A European Approach to E-Commerce
Secure, autonomous, peer-based transacting
hosted by local, regulated fiduciaries
Background:
The current system of e-commerce is hub-based. Hubs aggregate information and power. Hubs often have business models that encourage re-purposing of personal information and have limited regulatory oversight. Each person needs to interact with many hubs, each of which has excessive, redundant information about the person. Hub-hosted information is a source of insecurity as well as inconvenient. Often, the person about whom the information relates does not have a copy of the information in a format that is compatible with the rest of their information.
There are technological approaches that are more secure and efficient than hubs. These can be generally referred to as peer-based technologies (“P2P”). They include the cryptographic technologies for “identity management,” for instance, those standardized as part of the Kantara Initiative and discussed, e.g. at DG-BSC. They also include blockchain technologies. More broadly, a European approach to e-commerce would be based on a peer-based data model and open source technologies.
The traditional way of handling legal documents adds a significant element of cost, delay and uncertainty. The fundamental flaw is that they are custom-made or proposed by one party, rather than being standards-based. Organizations such as the IACCM seek to reduce this burden, but nevertheless there is no generalized system of standards.
The EU has taken legislative action that encourages major European actors to establish a secure, peer-based system. Notably, the General Data Protection Regulation and the Payment Services Directive, if vigorously interpreted, require a P2P model and require that banks make themselves available as hosts. A bank-based P2P model can be generalized into to a complete system that extends beyond banks to all of transacting.
A P2P system could radically reduce the effort for people and increase security. A bank-based P2P system could use the weight of banks to create an alternative to hubs. Bank hosts could combine the benefits of rigorous regulation, data security and commercial wisdom available from the historical data and knowledge of banks.
P2P Transacting
The basic model was presented at a conference at MIT. Each participant has a “repository,” which can also be referred to as a “wallet” or “personal data store.” The name is not important, but the principle is simple and essential. Each transaction by a person begins as a record in that person’s wallet and the record is communicated to the other parties. The communication can be by any means. In the diagram, the communication is by a blockchain ledger and the canonical (binding) copy of the record is on the blockchain. But the canonical record could also be communicated via ledgers held by one or more trusted intermediaries, for example, the banks at which each of the parties has an account. Systems such as Interledger, Ripple and R3cev’s Corda are protocols that are not based on blockchains. Blockchains have the critical disadvantage that all information is copied to all nodes of the blockchain and cannot be redacted or erased. Even if encrypted, the data remains vulnerable to compromise of the key or increased power of computing. In most transacting situations involving individual (and many others) this is inconsistent with data security and with legal requirements such as the GDPR. Blockchains appear to be appropriate when the transacting must take place in the absence of access to any trusted intermediary, for instance when connection to the internet cannot be assured, or when the parties know and have a moderate level of trust in one another and wish to keep the information among themselves without involving a third party.
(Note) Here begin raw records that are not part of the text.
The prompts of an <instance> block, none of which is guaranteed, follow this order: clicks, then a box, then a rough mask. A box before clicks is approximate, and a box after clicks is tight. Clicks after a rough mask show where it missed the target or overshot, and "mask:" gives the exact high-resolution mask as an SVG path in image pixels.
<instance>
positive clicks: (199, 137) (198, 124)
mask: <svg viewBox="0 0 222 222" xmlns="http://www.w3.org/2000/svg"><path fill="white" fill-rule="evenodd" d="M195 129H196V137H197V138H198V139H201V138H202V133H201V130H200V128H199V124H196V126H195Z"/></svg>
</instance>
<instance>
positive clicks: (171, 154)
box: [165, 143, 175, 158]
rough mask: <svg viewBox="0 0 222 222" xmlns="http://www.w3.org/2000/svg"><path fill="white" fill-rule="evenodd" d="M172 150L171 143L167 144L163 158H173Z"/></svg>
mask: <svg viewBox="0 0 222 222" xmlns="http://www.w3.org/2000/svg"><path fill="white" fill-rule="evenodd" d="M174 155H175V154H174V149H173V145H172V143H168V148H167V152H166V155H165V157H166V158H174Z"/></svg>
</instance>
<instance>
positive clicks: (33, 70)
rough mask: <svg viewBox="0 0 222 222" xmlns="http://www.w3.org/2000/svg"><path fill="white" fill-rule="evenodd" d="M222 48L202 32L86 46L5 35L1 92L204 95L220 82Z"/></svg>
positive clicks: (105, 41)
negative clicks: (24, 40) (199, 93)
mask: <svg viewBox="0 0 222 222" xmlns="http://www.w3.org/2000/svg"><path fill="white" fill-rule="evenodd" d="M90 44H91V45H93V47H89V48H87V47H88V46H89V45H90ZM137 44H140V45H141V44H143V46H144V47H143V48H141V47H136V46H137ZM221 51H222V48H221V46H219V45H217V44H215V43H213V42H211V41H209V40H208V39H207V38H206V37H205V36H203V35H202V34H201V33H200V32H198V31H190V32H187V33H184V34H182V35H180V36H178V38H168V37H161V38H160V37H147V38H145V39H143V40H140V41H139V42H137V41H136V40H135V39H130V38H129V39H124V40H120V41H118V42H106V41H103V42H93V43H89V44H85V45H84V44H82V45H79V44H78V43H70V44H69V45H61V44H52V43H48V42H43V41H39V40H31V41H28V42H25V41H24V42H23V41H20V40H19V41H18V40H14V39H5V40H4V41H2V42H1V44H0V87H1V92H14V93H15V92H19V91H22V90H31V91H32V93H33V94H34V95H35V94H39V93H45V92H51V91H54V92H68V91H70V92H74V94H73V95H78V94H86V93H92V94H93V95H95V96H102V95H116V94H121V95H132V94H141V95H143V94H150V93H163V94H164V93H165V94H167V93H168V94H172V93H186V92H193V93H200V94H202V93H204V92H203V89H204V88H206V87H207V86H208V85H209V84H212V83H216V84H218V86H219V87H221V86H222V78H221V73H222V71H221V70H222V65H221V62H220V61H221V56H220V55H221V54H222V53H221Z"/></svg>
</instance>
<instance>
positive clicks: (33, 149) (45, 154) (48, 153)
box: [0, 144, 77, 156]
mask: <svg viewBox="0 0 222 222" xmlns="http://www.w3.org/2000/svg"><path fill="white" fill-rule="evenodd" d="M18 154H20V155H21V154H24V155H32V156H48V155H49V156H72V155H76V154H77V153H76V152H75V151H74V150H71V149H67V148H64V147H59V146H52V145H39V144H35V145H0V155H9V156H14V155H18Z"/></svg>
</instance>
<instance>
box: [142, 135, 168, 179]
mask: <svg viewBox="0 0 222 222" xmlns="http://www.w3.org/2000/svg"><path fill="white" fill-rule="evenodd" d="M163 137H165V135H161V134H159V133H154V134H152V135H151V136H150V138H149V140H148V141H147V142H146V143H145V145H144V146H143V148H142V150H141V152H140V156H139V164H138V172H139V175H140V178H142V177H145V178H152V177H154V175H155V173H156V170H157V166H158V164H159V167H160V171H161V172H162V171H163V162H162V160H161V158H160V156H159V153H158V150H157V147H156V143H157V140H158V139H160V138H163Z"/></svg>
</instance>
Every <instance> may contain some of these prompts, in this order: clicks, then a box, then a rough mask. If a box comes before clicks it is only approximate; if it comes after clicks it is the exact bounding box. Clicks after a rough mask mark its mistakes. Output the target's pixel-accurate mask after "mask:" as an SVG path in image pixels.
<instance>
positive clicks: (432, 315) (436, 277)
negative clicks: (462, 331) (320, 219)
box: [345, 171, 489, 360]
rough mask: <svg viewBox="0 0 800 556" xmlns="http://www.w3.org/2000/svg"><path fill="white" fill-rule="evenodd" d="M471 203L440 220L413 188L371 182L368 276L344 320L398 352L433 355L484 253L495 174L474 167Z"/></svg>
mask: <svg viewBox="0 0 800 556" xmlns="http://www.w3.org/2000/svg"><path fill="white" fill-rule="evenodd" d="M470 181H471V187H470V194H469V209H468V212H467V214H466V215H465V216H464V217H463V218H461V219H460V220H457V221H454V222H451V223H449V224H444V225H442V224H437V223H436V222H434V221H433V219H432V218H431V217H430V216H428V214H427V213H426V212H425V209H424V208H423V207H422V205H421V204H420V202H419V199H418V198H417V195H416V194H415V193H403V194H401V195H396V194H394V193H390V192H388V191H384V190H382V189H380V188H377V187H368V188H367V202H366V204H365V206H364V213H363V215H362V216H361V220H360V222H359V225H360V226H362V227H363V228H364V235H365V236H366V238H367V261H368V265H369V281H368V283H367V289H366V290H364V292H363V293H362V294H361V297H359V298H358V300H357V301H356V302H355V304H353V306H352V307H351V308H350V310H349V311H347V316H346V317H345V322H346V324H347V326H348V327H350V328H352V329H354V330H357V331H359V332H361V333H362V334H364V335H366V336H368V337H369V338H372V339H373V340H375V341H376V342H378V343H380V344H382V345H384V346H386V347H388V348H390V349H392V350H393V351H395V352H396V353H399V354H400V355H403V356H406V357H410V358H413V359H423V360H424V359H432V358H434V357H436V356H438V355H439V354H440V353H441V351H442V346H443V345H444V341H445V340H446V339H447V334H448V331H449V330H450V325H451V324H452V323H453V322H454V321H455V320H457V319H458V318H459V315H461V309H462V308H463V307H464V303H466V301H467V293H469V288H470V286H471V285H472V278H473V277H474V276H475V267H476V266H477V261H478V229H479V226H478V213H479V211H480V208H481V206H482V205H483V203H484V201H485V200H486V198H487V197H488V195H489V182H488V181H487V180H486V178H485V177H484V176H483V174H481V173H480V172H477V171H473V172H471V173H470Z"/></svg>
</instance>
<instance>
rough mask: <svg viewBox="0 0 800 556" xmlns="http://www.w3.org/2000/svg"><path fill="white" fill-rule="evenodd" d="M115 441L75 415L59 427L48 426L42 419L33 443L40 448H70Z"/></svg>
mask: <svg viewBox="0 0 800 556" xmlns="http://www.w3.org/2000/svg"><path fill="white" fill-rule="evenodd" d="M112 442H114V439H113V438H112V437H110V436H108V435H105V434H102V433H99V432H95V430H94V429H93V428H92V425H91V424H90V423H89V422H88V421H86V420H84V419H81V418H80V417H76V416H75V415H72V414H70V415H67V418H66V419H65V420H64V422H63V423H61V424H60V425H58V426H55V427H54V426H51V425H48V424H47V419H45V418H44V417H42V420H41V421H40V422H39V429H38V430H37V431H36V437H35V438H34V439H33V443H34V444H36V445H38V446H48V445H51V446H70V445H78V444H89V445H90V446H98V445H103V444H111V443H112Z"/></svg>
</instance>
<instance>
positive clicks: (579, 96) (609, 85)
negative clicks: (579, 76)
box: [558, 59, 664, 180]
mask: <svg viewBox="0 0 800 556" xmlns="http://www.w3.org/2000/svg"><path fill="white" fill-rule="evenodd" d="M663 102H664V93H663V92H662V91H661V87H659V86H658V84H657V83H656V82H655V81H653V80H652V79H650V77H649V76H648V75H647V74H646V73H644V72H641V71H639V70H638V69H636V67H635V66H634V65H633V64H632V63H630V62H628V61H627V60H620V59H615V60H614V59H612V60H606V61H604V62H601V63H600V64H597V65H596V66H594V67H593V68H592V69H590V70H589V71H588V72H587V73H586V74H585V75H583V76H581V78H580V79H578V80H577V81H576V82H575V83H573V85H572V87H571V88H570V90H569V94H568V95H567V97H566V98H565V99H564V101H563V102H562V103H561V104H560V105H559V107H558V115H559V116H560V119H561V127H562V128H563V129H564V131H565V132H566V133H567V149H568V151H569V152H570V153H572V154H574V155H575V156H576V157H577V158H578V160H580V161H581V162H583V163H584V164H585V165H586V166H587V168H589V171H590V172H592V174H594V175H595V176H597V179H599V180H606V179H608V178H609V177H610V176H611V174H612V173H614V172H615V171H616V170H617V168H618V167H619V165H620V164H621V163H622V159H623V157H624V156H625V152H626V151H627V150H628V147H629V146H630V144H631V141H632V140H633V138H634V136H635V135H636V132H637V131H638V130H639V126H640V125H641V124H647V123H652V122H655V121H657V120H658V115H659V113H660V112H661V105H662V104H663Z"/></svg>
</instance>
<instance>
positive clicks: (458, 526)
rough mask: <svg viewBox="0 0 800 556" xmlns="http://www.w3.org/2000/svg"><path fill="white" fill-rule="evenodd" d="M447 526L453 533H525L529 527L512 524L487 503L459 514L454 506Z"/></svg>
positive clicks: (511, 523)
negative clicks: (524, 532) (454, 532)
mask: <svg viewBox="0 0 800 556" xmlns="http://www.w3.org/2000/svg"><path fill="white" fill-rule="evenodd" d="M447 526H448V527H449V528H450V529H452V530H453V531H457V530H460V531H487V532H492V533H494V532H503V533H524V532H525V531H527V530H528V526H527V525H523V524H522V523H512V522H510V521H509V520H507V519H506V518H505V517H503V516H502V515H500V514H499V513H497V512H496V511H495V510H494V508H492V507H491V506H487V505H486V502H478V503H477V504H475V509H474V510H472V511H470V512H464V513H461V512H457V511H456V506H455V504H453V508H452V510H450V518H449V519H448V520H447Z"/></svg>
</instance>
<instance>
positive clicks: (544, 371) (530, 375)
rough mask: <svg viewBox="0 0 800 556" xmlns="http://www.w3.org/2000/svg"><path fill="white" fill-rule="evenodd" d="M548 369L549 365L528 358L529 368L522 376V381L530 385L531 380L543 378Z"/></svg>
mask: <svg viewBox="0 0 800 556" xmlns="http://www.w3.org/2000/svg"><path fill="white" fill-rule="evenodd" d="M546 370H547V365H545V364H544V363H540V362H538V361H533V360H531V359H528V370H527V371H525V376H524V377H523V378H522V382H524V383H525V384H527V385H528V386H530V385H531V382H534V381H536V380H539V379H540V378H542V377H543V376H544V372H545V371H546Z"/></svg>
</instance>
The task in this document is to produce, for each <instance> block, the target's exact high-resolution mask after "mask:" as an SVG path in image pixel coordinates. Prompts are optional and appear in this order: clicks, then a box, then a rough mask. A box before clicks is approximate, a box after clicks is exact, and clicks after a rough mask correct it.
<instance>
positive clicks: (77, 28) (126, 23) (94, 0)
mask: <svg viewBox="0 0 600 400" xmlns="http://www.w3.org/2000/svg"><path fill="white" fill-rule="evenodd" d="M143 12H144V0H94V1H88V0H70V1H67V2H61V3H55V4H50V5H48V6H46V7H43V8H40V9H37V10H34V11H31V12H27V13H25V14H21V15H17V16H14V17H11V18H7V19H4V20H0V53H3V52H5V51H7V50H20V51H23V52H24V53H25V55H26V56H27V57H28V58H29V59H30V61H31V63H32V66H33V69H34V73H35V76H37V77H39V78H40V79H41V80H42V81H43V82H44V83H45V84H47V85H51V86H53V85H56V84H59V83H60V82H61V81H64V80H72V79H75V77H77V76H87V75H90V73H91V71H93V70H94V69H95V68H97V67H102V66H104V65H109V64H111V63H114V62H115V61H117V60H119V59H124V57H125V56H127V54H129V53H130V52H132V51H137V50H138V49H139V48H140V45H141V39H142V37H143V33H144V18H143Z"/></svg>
Pragmatically, P2P allows an intermediary such as a bank to offer the functionality of hub-based e-commerce sites, but across all of a person’s dealings (in the same way that a bank account currently can handle all kinds of payments). The bank can also shield the person’s private information in most dealings. The bank intermediary can assure payment and handle the interactions without needing disclose details of the individual.
While bank-hosted P2P may appear more “centralized” than blockchain approaches, in fact, it will usually be less centralized. There are many banks and each individual can have their choice, as they do now. The accounts will be highly portable because the bank’s copy of the records can be synchronized to the individual or to the individual’s choice of a new host, which could be another bank or a generic hosting company. The bank can be required to expunge any information that is no longer needed. A host can keep defensive proof of the records by hashing them and keeping the hash while discarding the actual records.
In contrast, public blockchains function by running a continuous competition among a “miners” – a kind of arms-race. Practically, this means that all of the information is collected into a single database. The database is replicated many times and there is an element of decentralization because the hosts compete to be the most rapid, but minors need scale to compete. There is a double centralization effect – all participants’ data is all stored in a single database and the hosts that matter need very large scale.
Banks that opened themselves to P2P transacting can of course be very efficient. They will not need to write software, since that will be open source and managed by the community, perhaps centered on the makers of mobile phones. They will not need to “reconcile” records, a huge source of cost to them, since the records will have a common format and semantics. They will not have to do much support because the apps will all run the same across many banks, and there will be many sources of information. The banks will also be able to comply with regulatory requirements much more efficiently because regulatory documents can be handled in the same way, and the standardized platform will make reporting much easier for the bank, and better for the regulators.